Fast zwei Drittel der deutschen Internetnutzer ab 18 Jahren sind Mitglied in einem oder mehreren Online-Netzwerken (63%). An erster Stelle steht dabei Stayfriends: 27% der Internetnutzer ab 18 sind dort eingetragen. Es folgen Wer-kennt-wen? (20%), Xing (15%), StudiVZ (13%), Facebook (10%), MeinVZ (9%), MySpace (8%) und Lokalisten.de (6%). Andere werden nur in geringem Umfang genutzt. Dies sind Zahlen aus einer aktuellen Studie von ForschungsWerk.

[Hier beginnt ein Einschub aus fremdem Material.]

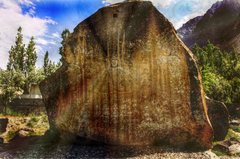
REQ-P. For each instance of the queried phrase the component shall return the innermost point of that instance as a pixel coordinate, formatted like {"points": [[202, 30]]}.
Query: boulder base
{"points": [[219, 118], [128, 80]]}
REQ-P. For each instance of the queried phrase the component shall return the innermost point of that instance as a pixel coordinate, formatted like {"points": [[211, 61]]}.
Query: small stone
{"points": [[234, 123]]}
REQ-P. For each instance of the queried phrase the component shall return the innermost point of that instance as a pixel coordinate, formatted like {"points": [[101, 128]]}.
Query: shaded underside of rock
{"points": [[219, 118], [128, 80]]}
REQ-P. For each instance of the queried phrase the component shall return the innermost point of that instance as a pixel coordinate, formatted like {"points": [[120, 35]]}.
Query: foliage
{"points": [[12, 83], [10, 135], [48, 66], [9, 112], [64, 36], [218, 153], [220, 73], [235, 128], [31, 55], [33, 121]]}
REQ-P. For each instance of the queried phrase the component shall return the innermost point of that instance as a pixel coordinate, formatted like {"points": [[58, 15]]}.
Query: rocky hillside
{"points": [[220, 24]]}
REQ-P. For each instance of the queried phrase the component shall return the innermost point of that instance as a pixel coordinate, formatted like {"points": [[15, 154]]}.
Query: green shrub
{"points": [[33, 121], [231, 134], [235, 128], [44, 117]]}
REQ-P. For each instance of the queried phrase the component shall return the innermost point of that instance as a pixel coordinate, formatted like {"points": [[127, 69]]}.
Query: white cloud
{"points": [[12, 18], [186, 18], [163, 3]]}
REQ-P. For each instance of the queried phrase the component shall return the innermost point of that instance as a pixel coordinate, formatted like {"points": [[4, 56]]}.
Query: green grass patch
{"points": [[218, 153]]}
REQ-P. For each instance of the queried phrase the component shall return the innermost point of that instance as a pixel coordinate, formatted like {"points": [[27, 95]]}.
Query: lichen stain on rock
{"points": [[129, 81]]}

Twitter gilt demnach als das angesagteste Social Network, aktive Twitterer sind jedoch nur ein Prozent aller deutschen Internetnutzer.

Grosse Differenz zwischen Bekanntheit und Nutzung. Quelle: ForschungsWerk
Wenig Neues ergab die Frage nach den Motiven für die Mitgliedschaft in einem Social Network, auch wenn je nach Art der Community die Motive für die Mitgliedschaft sehr unterschiedlich sein können. Die Suche nach alten Freunden und Bekannten ist bei allen Netzwerken ein sehr häufig genannter Grund. Junge Mitglieder nutzen die Portale häufig auch dazu, sich mit ihren Freunden auszutauschen und die Freizeit zu planen. Die Plattformen werden auch dazu genutzt, sich über Geschäftspartner, Kollegen oder Bekannte zu informieren. Für jedes zweite Xing-Mitglied ist dies ein Nutzungsmotiv. 78 Prozent der Xing-Nutzer wollen zudem Geschäftsbeziehungen knüpfen und 44 Prozent versprechen sich davon, ihre eigenen Job- bzw. Karrierechancen zu verbessern. 26 Prozent sind auf der Suche nach Aufträgen.
Bei all dem Medienhype um Facebook und Twitter mag es erstaunen, dass ein medial wenig beachtetes Social Network wie Stayfriends am meisten Nutzer verzeichnet. Martin Weigert von netzwertig.com vermutet dazu:
Zum einen zielt die Site ähnlich wie wer-kennt-wen.de eher auf eine ältere Zielgruppe ab, was ein entsprechend “konservativeres” und weniger medientaugliches Auftreten zur Folge hat.
Zum anderen geht es bei StayFriends nicht um den täglichen Austausch mit den engsten privaten und beruflichen Kontakten sondern um das Auffinden ehemaliger Klassenkameraden. Insofern steht der Dienst nicht in direkter Konkurrenz mit anderen Netzwerken. Es ist durchaus vorstellbar, dass User für die intensivere Kontaktpflege mit bei StayFriends aufgespürten Schulfreunden auf wkw, Facebook oder meinVZ ausweichen. (Quelle)
Zu denken sollte den Betreibern von Social Networks auf jeden Fall die Tatsache, dass das Vertrauen der Nutzer in die Datensicherheit sehr gering ist:
Weniger als ein Drittel der Mitglieder ist jeweils davon überzeugt, dass die persönlichen Daten bei den von ihnen genutzten Plattformen sicher sind.